State auditor issues finding against Island County

The Washington State Auditor’s Office issued an audit finding against Island County for the second year in a row.

Auditors found “significant deficiencies in internal controls over financial reporting that resulted in errors in the county’s financial statements,” the audit report states.

The report covers the year 2016. There was no allegation that any money was lost or misappropriated.

Because of the errors, “cash and equivalents” were overstated by $1.69 million; investments in capital assets were overstated by $240,000; land and infrastructure were overstated by hundreds of thousands of dollars; and fourth quarter premiums weren’t reported.

Island County Auditor Sheilah Crider’s office is responsible for a wide range of financial reporting and financial oversight for the entire county.

Crider released a statement saying turnover in key positions in her office “contributed to the loss of institutional knowledge that directly impacted the quality of the financial statement.”

“Corrective action has been taken to ensure these issues will not arise in the future,” Crider said in her statement.

Specifically, new staff members were hired, duties and responsibilities among the accounting staff were reorganized, and prior practices were revised, Crider wrote.
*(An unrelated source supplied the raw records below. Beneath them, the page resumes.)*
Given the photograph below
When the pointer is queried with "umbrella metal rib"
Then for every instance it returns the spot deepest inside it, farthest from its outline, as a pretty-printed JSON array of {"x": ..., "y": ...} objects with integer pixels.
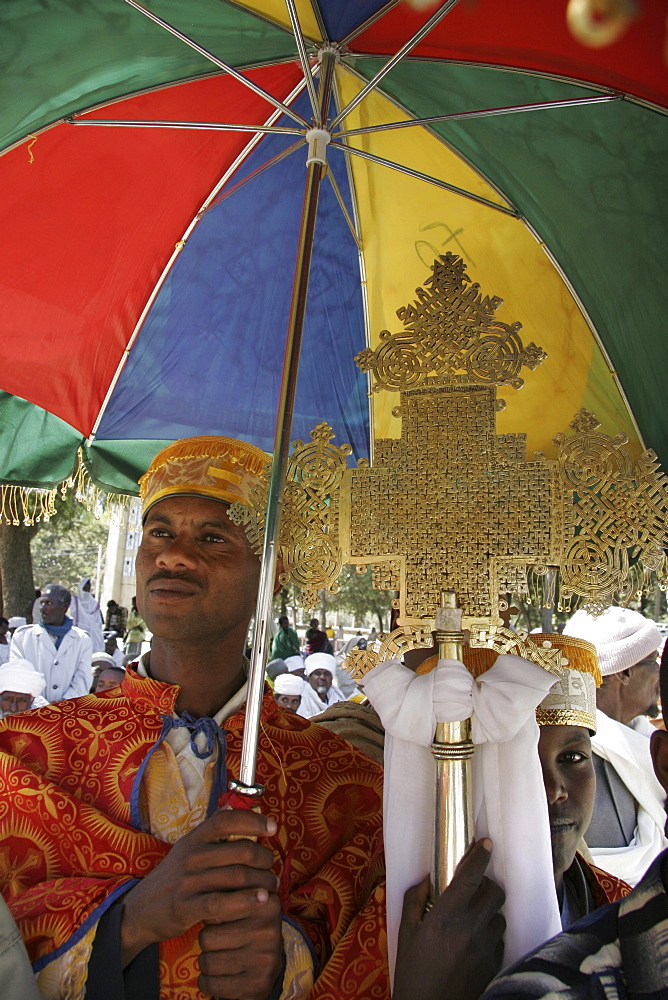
[
  {"x": 513, "y": 212},
  {"x": 303, "y": 58},
  {"x": 342, "y": 205},
  {"x": 260, "y": 91},
  {"x": 286, "y": 400},
  {"x": 255, "y": 173},
  {"x": 483, "y": 113},
  {"x": 393, "y": 61},
  {"x": 202, "y": 126}
]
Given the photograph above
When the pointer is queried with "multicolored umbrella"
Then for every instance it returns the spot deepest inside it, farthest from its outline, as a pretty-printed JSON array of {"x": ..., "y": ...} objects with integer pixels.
[{"x": 147, "y": 271}]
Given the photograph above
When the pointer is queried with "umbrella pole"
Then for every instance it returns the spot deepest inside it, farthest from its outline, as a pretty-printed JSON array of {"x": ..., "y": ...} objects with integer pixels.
[{"x": 316, "y": 169}]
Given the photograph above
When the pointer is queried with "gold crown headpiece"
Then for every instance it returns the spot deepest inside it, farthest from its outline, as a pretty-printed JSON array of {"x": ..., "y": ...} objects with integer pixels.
[{"x": 572, "y": 698}]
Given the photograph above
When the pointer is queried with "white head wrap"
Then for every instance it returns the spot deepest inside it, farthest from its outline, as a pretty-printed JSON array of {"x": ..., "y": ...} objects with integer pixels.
[
  {"x": 19, "y": 675},
  {"x": 320, "y": 661},
  {"x": 288, "y": 684},
  {"x": 622, "y": 637}
]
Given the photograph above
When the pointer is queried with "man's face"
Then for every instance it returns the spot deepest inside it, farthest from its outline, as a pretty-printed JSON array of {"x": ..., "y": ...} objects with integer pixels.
[
  {"x": 289, "y": 701},
  {"x": 197, "y": 575},
  {"x": 53, "y": 607},
  {"x": 14, "y": 701},
  {"x": 570, "y": 786},
  {"x": 320, "y": 680},
  {"x": 641, "y": 694}
]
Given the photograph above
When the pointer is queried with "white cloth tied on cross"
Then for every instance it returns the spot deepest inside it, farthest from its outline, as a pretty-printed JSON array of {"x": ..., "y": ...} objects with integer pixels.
[{"x": 510, "y": 805}]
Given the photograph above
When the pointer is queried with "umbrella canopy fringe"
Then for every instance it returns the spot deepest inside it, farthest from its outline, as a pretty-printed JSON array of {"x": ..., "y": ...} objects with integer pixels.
[{"x": 28, "y": 505}]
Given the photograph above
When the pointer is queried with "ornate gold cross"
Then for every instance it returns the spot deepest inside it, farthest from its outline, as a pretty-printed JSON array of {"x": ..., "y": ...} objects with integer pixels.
[{"x": 445, "y": 507}]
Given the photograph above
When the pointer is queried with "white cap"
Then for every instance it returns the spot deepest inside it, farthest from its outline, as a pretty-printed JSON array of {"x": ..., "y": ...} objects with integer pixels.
[
  {"x": 19, "y": 675},
  {"x": 320, "y": 661},
  {"x": 622, "y": 637},
  {"x": 294, "y": 663},
  {"x": 288, "y": 684}
]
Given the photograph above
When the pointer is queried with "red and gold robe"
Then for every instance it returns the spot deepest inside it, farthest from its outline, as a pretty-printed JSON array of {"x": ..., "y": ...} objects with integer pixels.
[
  {"x": 606, "y": 888},
  {"x": 80, "y": 822}
]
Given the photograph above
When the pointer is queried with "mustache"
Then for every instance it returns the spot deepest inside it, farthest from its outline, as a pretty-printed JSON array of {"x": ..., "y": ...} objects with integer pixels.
[{"x": 164, "y": 574}]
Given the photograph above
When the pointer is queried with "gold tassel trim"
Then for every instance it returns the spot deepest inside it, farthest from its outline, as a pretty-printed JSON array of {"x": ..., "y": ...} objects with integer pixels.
[{"x": 29, "y": 505}]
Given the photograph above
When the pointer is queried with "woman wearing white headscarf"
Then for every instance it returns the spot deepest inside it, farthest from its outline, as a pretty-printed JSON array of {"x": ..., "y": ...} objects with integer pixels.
[
  {"x": 86, "y": 613},
  {"x": 319, "y": 689}
]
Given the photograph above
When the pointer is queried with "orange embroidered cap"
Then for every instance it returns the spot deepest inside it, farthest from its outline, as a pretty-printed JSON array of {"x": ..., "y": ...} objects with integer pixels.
[{"x": 216, "y": 467}]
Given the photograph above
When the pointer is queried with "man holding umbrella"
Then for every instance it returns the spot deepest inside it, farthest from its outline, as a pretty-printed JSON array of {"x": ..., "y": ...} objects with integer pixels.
[{"x": 243, "y": 903}]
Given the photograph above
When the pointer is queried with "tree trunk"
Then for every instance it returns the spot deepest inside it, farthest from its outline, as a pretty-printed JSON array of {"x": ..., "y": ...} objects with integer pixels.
[{"x": 18, "y": 588}]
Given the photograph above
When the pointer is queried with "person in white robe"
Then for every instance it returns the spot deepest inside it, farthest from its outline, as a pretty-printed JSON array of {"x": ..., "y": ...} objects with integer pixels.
[
  {"x": 86, "y": 613},
  {"x": 320, "y": 691},
  {"x": 627, "y": 829}
]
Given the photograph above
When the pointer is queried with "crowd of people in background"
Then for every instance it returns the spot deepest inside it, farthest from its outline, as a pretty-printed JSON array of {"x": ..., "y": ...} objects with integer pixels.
[
  {"x": 68, "y": 650},
  {"x": 591, "y": 766}
]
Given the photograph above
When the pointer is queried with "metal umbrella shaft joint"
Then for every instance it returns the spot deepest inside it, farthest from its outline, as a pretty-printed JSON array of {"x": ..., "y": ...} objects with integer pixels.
[{"x": 452, "y": 750}]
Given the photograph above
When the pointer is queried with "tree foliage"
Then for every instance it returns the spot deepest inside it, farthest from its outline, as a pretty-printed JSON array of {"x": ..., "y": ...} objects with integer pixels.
[
  {"x": 65, "y": 549},
  {"x": 356, "y": 595}
]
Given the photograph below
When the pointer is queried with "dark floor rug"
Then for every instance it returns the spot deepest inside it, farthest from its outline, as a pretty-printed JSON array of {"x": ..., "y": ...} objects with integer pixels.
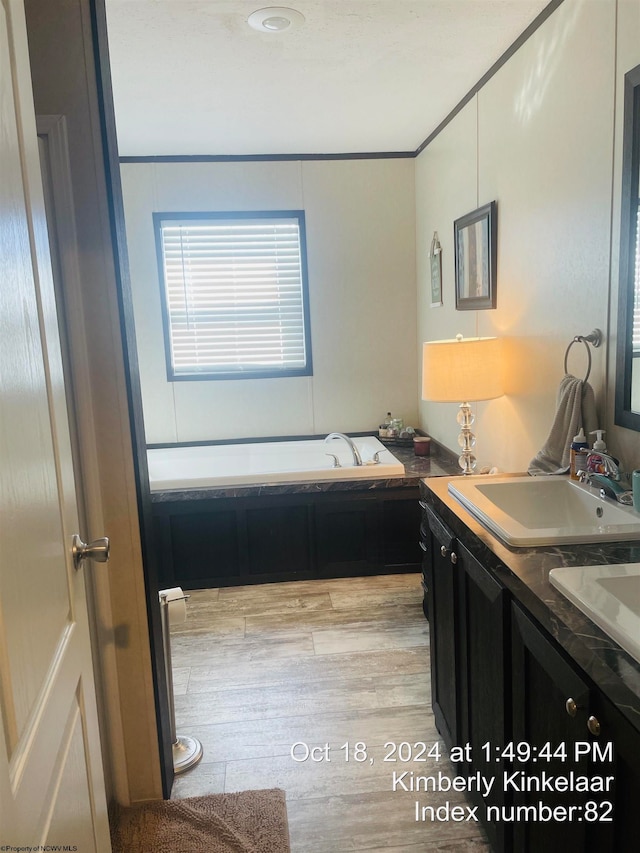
[{"x": 246, "y": 822}]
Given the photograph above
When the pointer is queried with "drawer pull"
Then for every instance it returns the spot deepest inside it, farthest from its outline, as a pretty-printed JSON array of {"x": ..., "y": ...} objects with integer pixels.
[
  {"x": 593, "y": 726},
  {"x": 572, "y": 707}
]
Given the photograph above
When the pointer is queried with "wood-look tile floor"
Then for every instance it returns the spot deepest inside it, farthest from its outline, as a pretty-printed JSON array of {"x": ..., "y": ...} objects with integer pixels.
[{"x": 319, "y": 664}]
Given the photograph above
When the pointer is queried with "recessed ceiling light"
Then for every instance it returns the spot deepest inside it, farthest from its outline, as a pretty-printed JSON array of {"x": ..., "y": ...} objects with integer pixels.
[{"x": 275, "y": 19}]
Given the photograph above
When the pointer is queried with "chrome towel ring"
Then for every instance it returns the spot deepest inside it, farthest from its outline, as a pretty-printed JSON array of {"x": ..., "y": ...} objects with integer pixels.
[{"x": 595, "y": 339}]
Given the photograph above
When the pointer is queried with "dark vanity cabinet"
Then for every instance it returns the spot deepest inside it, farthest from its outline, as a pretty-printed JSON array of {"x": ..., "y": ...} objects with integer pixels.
[
  {"x": 466, "y": 611},
  {"x": 505, "y": 690},
  {"x": 553, "y": 702}
]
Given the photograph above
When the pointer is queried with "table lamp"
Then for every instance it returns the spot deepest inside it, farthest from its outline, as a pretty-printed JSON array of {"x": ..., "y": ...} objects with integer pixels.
[{"x": 462, "y": 369}]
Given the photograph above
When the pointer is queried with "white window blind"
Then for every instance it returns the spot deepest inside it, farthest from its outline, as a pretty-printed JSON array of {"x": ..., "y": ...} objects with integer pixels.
[{"x": 234, "y": 295}]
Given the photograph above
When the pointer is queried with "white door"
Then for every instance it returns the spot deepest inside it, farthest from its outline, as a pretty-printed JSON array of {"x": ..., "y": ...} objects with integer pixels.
[{"x": 51, "y": 778}]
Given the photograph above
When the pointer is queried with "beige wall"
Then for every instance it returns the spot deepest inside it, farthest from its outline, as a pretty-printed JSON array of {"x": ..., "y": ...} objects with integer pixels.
[
  {"x": 361, "y": 258},
  {"x": 539, "y": 139}
]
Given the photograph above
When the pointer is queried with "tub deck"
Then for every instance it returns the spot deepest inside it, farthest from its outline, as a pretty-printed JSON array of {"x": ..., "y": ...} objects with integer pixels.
[{"x": 295, "y": 461}]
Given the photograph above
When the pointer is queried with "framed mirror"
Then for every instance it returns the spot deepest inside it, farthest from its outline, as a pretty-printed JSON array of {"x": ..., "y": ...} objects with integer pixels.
[{"x": 627, "y": 398}]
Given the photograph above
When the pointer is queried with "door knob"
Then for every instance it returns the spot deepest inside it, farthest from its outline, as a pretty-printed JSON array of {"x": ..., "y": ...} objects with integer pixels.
[{"x": 97, "y": 550}]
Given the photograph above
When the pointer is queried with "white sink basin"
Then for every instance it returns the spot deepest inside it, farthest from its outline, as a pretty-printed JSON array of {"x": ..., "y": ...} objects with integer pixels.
[
  {"x": 551, "y": 510},
  {"x": 609, "y": 595}
]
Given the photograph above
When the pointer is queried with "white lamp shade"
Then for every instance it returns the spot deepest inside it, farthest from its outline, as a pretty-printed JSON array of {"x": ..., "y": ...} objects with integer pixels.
[{"x": 455, "y": 371}]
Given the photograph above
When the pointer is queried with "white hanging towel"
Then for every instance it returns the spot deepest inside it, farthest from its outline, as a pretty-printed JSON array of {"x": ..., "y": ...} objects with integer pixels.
[{"x": 576, "y": 407}]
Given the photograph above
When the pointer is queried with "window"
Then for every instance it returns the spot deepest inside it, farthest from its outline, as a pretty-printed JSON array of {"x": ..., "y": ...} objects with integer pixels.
[{"x": 234, "y": 292}]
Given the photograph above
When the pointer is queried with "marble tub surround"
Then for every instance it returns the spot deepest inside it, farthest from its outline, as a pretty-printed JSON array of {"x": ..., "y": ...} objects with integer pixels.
[{"x": 525, "y": 573}]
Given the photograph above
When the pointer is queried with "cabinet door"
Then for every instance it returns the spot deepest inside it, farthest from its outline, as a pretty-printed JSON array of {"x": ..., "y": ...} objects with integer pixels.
[
  {"x": 543, "y": 683},
  {"x": 483, "y": 662},
  {"x": 348, "y": 537},
  {"x": 400, "y": 531},
  {"x": 443, "y": 629}
]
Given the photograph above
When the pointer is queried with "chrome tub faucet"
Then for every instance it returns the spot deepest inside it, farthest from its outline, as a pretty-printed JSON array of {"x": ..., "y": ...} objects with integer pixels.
[{"x": 357, "y": 459}]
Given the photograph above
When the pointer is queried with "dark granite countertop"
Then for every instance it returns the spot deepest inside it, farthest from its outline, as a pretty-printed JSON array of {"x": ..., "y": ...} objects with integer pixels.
[
  {"x": 441, "y": 463},
  {"x": 525, "y": 573}
]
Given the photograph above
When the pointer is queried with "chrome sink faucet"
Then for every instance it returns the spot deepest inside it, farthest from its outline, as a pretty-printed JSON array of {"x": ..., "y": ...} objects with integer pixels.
[
  {"x": 608, "y": 481},
  {"x": 357, "y": 459},
  {"x": 611, "y": 465}
]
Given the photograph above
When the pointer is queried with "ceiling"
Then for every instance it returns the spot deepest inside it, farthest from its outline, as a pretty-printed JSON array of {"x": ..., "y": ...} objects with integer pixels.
[{"x": 192, "y": 78}]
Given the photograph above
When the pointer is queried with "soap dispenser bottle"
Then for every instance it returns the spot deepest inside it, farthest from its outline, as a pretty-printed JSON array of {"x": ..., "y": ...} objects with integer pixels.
[
  {"x": 596, "y": 463},
  {"x": 578, "y": 455}
]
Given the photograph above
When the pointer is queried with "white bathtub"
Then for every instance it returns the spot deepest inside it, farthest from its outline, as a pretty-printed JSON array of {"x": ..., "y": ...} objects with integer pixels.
[{"x": 267, "y": 462}]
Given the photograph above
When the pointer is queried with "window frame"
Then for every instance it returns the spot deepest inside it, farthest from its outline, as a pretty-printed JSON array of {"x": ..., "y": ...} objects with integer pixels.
[{"x": 267, "y": 373}]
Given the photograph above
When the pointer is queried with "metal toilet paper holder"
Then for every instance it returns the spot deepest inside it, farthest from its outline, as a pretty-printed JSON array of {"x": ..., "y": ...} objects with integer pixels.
[{"x": 187, "y": 751}]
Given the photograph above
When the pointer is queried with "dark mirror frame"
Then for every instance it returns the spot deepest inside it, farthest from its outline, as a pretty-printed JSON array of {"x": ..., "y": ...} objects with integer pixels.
[{"x": 624, "y": 416}]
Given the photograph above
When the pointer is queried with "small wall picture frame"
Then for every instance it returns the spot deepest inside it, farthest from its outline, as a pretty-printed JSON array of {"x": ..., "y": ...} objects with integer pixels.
[
  {"x": 476, "y": 243},
  {"x": 435, "y": 261}
]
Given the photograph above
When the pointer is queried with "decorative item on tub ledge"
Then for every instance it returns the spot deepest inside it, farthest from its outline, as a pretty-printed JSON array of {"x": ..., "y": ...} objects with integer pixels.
[
  {"x": 476, "y": 244},
  {"x": 463, "y": 369}
]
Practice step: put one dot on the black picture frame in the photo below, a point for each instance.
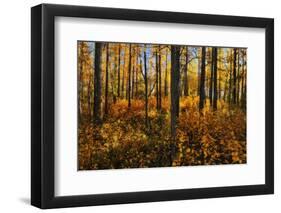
(43, 117)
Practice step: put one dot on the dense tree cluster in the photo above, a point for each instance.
(154, 100)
The audit report also states that the isolation of county departments from one another contributes to the problems.

County Budget Director Elaine Marlow agrees with this assessment.

“One of the problems I think they correctly identified,” she said, “is the (county) auditor’s outreach and communication to departments need to be strengthened.”

Marlow said the errors had no real effect on the operation of the county. Rather, the problem, essentially, was that financial information was reported in the wrong category.

The audit report also outlines a series of recommendations to different departments.

It states, for example, that auditors found employee reimbursement forms that were missing receipts or signatures from department heads. In some cases, employees signed their own reimbursement forms.

Marlow explained that it was the county auditor’s office responsibility to review the forms as part of the voucher process.

The audit report also recommends the Island County Sheriff’s Office maintain an inventory log of stored evidence. Sheriff Mark Brown, however, said all evidence is logged into the Spillman computer system and he questions the need for a written log on top of that.

Last year the state auditor issued a finding, also for “significant deficiencies” in internal controls over financial reporting. Auditors found that county financial staff didn’t have adequate knowledge to properly implement a new accounting rule from the Government Accounting Standards Board for reporting on pensions.

As a result, pension assets were overstated by $14.7 million.